Authorities later announced that Shahid Hussain, 39, is facing hate crime charges in connection to these attacks, which also included verbally assaulting a man. He was charged with two felony counts of defacement.

“We had two businesses that had their windows shattered, and three synagogues and a school [that were vandalized],” said Silverstein. “This really was very upsetting for my community, but it also unified us because we are united against hate and we won’t tolerate any kind of antisemitic actions against our community,” she said. Silverstein commended the police work, and said they were “terrific.”

“They were able to make an arrest within 24 hours, and the offender was charged with four hate crimes,” she said. “Our community is always on heightened alert, unfortunately. Antisemitism is on the rise, and so we have some police officers that do training for synagogues and schools, and that is continuing, and we are always working to have a plan in case something, God forbid, happens again in our community.

“[But] we’re continuing to live our lives. We’re not going to let this get us down,” she added. “We’re continuing to live and do what we have to do, but we know that there is antisemitism, and we know that we have to be aware of our surroundings.

Swastika on a wall (illustrative) (credit: INGIMAGE)Swastika on a wall (illustrative) (credit: INGIMAGE)

Cohen said, “the community was already on high alert following the Texas hostage attack, and the recent flurry of attacks just amplified these feelings.

“It’s truly troubling because of the trend. We didn’t see that trend 10 years ago. It feels like people who are visibly Jewish – such as the large Orthodox community here in Chicago – are more exposed to harassment.”

He added, “The community is very resilient, but the fact that they need to tighten up their security makes them feel uneasy.”

Cohen went on to say that he decided to visit all the businesses and institutions that were attacked to express solidarity on behalf of the State of Israel.

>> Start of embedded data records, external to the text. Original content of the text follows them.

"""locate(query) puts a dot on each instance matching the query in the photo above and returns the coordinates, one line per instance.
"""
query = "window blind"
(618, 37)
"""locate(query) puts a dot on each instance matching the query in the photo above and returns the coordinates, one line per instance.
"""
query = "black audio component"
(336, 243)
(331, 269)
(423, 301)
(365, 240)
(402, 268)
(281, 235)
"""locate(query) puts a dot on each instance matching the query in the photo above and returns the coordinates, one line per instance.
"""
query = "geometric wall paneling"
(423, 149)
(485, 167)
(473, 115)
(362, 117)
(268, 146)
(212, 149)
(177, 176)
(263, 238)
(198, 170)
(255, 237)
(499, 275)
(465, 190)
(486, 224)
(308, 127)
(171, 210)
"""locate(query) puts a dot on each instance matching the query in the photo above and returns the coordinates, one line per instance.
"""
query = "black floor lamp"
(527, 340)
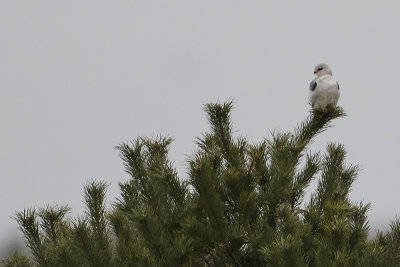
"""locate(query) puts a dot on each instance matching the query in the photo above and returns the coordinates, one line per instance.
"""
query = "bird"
(324, 89)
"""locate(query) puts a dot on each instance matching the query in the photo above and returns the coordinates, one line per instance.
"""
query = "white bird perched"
(324, 89)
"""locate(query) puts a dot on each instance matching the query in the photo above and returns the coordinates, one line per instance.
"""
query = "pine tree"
(243, 205)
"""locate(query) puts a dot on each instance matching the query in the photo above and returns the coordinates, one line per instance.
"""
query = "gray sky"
(79, 77)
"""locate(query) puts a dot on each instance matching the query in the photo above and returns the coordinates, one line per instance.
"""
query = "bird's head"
(322, 69)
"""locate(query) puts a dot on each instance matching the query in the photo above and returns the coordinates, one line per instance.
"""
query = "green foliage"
(243, 205)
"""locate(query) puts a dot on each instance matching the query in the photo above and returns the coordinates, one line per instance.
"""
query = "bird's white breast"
(326, 92)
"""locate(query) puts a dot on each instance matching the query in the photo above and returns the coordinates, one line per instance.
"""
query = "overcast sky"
(79, 77)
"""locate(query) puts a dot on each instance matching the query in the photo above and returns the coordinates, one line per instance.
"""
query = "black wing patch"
(313, 85)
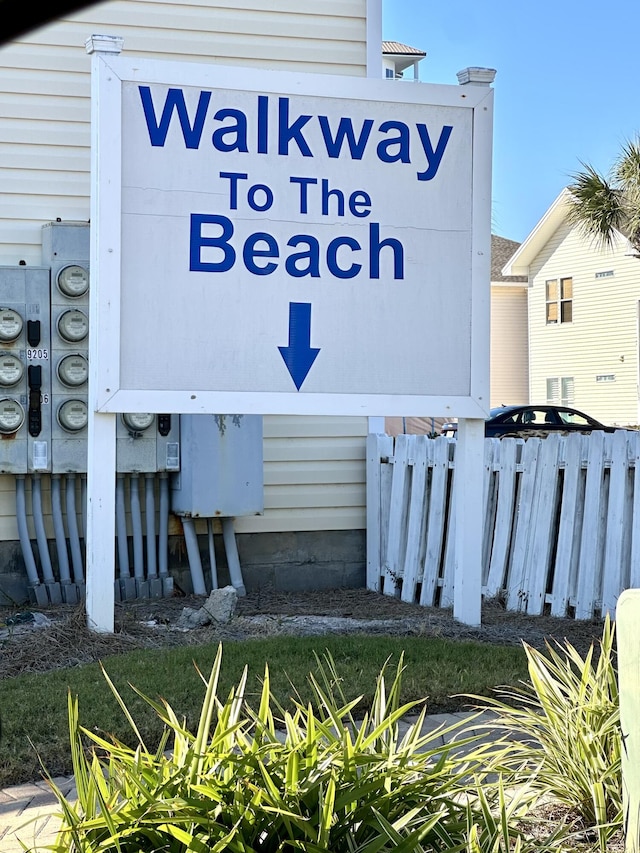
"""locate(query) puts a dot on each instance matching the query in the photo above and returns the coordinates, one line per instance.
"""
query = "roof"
(501, 251)
(395, 48)
(554, 217)
(519, 262)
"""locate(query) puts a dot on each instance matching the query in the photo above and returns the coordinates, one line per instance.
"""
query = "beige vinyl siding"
(602, 338)
(314, 467)
(45, 86)
(509, 347)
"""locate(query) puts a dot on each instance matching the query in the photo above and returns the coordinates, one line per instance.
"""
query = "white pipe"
(233, 560)
(163, 527)
(72, 525)
(121, 529)
(212, 555)
(58, 529)
(150, 519)
(195, 564)
(23, 533)
(136, 521)
(41, 536)
(83, 504)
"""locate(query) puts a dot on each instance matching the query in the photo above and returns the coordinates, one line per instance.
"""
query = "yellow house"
(312, 529)
(583, 318)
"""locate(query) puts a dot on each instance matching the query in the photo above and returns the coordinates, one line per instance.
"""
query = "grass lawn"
(33, 706)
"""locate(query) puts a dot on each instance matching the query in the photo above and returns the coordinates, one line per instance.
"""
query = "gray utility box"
(222, 472)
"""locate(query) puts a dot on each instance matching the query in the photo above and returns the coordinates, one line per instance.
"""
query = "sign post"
(274, 243)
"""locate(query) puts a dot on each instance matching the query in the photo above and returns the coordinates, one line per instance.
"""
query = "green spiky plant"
(322, 782)
(561, 733)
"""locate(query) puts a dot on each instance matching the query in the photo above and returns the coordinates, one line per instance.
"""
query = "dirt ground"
(49, 638)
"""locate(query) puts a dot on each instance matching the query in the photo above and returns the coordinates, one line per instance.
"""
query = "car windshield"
(536, 417)
(574, 418)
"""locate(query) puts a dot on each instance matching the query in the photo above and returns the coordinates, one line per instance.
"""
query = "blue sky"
(566, 90)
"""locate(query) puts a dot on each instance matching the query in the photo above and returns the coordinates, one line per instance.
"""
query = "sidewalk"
(27, 811)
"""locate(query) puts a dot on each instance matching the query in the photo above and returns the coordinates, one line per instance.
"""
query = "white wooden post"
(628, 644)
(101, 449)
(468, 482)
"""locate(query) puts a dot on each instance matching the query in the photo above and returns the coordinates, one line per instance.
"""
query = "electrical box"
(25, 376)
(146, 443)
(222, 471)
(65, 247)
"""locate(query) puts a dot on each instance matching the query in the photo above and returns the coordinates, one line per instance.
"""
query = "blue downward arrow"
(299, 355)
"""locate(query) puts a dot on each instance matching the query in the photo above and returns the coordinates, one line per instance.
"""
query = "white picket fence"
(561, 521)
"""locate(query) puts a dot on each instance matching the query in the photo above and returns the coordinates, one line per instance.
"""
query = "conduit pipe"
(72, 524)
(136, 521)
(23, 533)
(163, 527)
(233, 560)
(121, 529)
(83, 505)
(193, 553)
(150, 519)
(212, 555)
(41, 536)
(58, 530)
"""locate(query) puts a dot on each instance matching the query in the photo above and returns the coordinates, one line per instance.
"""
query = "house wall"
(314, 467)
(509, 349)
(601, 340)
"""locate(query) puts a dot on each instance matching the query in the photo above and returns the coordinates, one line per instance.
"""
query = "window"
(559, 300)
(560, 390)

“It was important for me to buy some baked goods at the kosher bakery to deliver the message that the consulate is not just a representative of Israel but also a part of the community,” he added. “Our message to the community is that we fully support the fight against antisemitism and call on the authorities to have a zero-tolerance policy. It was encouraging to see how local officials took these incidents seriously and fiercely condemned the attacks.”